Greetings, loved ones. Let’s take a journey.

Disney princesses: idolized by youngsters, teenagers’ love life aspirations, adults’ worst nightmares. A never-ending nap? Talking furniture? A girl with hair long enough and strong enough to climb? A singing mermaid with red hair? A pretty maid who marries a prince? Where did Hans Christian Andersen, the Grimm brothers, and the other writers get these creative ideas? Let’s take a look at some possible inspirations.

It was in Rapunzel’s name/nature to be a fan of puns.

When Lady Lilith was first painted, Dante Gabriel Rossetti used his mistress Fanny Cornforth as his model. A few years later, he changed the woman in the painting’s face to show another model’s face. However, the woman in the painting is meant to be a more modern version of Lilith, the first wife of Adam, who is known for seducing men and murdering children. In the painting, she does not have the typical Victorian corset, which exhibits her refusal to follow society's expectations. In the myth, Lilith is a powerful woman who does not allow men to control her. Her beauty attracts many men, which leads to the death of any male in her presence. The painting’s crowded, yet depthless space is shown in the mirror’s reflection of the candles and a garden. The background of the painting consists of roses, poppies, and foxgloves. The roses signify cold love, the poppy represents Lilith’s relaxed personality, and the foxgloves indicates insincerity.

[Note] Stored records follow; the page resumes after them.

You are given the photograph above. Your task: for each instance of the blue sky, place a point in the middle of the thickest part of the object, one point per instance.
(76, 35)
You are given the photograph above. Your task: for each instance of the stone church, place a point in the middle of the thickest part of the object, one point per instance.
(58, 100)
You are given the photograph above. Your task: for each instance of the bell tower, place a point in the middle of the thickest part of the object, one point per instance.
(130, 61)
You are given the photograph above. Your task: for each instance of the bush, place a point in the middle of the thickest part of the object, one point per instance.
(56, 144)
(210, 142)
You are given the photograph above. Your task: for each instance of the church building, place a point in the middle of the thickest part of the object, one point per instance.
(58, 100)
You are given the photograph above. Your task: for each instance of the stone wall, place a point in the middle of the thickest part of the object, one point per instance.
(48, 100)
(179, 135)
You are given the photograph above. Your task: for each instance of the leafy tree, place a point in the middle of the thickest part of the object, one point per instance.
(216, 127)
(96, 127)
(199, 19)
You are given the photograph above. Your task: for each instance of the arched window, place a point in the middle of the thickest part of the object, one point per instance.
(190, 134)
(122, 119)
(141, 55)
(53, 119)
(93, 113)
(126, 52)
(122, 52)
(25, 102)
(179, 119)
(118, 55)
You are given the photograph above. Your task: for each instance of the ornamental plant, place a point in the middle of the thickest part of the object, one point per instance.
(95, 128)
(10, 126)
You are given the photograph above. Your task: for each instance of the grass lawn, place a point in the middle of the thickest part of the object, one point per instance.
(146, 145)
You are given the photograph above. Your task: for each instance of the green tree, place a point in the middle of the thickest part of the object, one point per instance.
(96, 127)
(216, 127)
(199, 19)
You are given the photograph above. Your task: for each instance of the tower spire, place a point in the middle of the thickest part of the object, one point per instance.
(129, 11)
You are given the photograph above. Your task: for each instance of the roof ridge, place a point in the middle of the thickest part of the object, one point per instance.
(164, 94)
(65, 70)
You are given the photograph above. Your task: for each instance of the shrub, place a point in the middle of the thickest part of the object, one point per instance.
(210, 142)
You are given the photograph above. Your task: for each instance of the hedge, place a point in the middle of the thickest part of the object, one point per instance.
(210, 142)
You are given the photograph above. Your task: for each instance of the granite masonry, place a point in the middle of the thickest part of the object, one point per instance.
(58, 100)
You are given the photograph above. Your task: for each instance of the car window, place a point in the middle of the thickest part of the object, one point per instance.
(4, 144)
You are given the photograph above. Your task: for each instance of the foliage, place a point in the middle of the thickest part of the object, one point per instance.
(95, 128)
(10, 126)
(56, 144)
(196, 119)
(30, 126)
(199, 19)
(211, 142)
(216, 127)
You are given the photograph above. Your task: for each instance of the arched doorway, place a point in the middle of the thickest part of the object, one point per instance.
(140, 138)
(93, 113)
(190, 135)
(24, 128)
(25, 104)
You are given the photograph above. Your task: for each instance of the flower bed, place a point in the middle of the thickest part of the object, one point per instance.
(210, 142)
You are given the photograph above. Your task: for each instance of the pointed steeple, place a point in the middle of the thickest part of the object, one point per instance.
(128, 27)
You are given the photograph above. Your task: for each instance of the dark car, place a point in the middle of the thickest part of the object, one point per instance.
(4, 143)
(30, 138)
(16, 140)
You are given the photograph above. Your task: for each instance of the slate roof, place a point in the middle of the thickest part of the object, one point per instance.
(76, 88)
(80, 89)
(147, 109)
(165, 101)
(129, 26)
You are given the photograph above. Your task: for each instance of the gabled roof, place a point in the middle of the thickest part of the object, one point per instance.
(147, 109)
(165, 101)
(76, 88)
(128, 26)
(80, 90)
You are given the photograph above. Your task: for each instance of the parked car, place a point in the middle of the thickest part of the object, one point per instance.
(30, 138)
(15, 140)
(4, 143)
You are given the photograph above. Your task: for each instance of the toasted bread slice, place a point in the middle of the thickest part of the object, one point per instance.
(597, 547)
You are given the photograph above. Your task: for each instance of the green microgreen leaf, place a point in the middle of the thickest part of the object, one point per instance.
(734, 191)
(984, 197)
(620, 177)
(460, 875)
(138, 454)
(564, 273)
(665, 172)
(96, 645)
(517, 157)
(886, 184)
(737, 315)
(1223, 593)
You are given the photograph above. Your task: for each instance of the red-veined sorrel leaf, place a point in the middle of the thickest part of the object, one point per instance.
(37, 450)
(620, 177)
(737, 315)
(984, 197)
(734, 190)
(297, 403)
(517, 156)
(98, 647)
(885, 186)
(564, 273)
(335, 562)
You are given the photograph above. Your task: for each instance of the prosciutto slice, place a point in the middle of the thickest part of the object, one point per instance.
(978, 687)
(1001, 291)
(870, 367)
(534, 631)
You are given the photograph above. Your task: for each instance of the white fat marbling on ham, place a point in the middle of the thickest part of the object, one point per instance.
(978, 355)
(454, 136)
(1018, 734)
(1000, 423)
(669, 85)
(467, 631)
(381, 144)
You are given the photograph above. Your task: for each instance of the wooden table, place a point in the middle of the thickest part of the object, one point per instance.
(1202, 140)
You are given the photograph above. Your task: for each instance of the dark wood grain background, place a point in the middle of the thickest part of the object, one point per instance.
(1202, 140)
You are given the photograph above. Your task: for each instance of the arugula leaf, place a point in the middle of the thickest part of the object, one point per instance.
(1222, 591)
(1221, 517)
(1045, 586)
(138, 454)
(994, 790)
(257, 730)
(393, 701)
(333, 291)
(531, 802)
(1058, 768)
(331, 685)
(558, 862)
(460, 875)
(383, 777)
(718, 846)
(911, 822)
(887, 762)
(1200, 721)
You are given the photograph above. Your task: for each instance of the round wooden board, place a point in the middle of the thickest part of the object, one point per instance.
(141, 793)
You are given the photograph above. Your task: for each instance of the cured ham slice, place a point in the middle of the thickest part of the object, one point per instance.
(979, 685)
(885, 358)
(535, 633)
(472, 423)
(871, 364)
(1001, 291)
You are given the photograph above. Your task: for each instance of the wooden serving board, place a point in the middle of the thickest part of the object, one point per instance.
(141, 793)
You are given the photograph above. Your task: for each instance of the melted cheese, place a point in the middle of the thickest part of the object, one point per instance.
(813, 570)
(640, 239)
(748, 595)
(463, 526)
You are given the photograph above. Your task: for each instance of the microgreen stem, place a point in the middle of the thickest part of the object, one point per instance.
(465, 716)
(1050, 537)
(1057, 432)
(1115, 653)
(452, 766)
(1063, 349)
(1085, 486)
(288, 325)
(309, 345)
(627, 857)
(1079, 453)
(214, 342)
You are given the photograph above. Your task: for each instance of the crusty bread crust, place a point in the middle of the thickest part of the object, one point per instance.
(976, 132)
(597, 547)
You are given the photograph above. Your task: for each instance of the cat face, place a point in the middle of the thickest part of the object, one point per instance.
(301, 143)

With hair as long as Lilith's, clearly it needed to be brushed constantly, or it would become Tangled. The woman in the painting seems to be in a small room, perhaps located in a tower in the middle of nowhere. Although Rapunzel does not lure men to their death, she sure has the ability to. Rapunzel’s beauty and her luscious locks of hair would have gentlemen lining up, if she wasn’t hidden away. Lilith's boldness and alluring looks, along with her love for flowers are qualities Rapunzel just happens to share. Coincidence? I think not.